Il mercato interno è oramai fermo da anni, con mercati come quello tedesco e svedese tra i più chiusi in Europa (secondo gli indicatori dell’OCSE), mentre si chiede alla Grecia di diventare un’economia aperta e flessibile (verso chi?). C’è qualcosa che non va in questa governance e più si lasceranno gli stati nazionali a guidare questo processo, più aumenteranno le conflittualità e le decisioni incomprensibili.

È ora di avviare una discussione vera sulle riforme delle istituzioni che escluda i governi nazionali e coinvolga rappresentanze di parlamenti nazionali, guidati dal parlamento europeo, con la creazione di una costituente che discuta piani di riforme istituzionali nei prossimi 3-5 anni.

Con l’aiuto di gruppi di esperti su temi specifici, l’assemblea potrebbe proporre due o tre piani alternativi di modifica dei Trattati che includano un nuovo processo legislativo europeo, un nuovo mandato per le istituzioni europee e che limiti ulteriormente il ruolo degli stati nazionali a favore di istituzioni che rispondano direttamente ai cittadini e non agli interessi elettorali dei governi.
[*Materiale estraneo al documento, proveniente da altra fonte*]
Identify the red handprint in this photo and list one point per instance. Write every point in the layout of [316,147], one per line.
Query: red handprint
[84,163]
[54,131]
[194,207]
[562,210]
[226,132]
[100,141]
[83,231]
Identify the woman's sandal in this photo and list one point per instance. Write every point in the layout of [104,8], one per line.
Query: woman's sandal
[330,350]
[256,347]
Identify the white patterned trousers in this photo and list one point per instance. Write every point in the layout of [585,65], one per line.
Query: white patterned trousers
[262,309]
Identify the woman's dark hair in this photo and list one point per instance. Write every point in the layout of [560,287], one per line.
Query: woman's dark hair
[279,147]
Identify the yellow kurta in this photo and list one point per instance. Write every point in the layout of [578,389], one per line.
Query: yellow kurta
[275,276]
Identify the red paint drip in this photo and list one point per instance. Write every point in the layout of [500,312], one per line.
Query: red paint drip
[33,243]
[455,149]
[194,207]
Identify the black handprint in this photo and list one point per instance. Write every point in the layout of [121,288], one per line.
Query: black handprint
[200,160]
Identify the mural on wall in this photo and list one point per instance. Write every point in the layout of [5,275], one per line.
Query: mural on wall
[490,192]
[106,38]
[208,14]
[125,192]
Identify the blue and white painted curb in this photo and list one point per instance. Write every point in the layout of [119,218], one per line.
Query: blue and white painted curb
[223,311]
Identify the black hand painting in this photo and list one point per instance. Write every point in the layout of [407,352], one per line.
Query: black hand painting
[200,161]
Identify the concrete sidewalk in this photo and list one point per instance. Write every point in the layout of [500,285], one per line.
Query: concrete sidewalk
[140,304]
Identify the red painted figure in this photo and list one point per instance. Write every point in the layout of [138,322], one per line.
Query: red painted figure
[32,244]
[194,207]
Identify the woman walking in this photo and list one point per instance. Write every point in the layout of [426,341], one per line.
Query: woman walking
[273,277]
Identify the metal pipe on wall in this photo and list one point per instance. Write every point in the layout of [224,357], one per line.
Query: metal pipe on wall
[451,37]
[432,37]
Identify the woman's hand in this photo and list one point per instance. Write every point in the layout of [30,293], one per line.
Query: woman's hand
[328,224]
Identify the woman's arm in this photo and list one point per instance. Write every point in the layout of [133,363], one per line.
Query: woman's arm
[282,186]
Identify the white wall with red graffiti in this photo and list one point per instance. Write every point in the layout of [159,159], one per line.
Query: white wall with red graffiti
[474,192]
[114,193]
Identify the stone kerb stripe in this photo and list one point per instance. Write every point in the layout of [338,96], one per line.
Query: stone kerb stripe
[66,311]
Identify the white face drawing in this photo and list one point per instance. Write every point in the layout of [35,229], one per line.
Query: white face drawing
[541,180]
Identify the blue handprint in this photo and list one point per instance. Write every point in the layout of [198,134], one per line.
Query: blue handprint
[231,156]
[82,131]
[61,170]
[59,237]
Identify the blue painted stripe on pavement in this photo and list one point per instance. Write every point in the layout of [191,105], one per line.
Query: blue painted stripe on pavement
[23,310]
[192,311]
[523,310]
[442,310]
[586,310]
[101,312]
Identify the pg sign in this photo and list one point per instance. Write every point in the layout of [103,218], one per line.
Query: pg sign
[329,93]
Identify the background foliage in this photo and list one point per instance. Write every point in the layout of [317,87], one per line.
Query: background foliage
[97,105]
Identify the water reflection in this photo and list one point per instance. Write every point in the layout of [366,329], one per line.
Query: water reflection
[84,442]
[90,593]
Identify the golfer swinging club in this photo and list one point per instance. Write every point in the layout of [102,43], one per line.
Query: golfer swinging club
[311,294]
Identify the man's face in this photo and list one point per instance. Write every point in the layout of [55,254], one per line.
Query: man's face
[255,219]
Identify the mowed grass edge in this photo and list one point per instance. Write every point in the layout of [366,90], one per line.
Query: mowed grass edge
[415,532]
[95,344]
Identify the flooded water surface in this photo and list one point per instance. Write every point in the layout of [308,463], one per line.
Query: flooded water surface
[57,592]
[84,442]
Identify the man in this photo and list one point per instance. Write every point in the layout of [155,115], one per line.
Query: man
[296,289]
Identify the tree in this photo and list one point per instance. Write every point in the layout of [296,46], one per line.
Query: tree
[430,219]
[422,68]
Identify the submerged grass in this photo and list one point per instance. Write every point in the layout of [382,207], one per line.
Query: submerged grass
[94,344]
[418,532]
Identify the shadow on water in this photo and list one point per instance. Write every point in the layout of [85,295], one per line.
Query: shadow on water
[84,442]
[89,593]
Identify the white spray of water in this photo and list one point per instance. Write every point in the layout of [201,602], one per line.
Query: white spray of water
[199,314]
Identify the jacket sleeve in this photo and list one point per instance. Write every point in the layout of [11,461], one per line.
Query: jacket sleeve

I cambiamenti potrebbero prevedere un parlamento europeo con più ampi poteri di indirizzo e controllo sulle decisioni intergovernative, con la nomina di un esecutivo dedicato all’Eurozona in aree di competenza specifiche, mentre il resto rimarrebbe a livello nazionale.

Una volta che i parlamenti nazionali abbiano approvato un piano di riforme comune, un referendum in contemporanea in tutti i paesi europei potrebbe essere un esercizio salutare di democrazia, questa volta più informato di quello che ha condotto al disastro d’Oltremanica.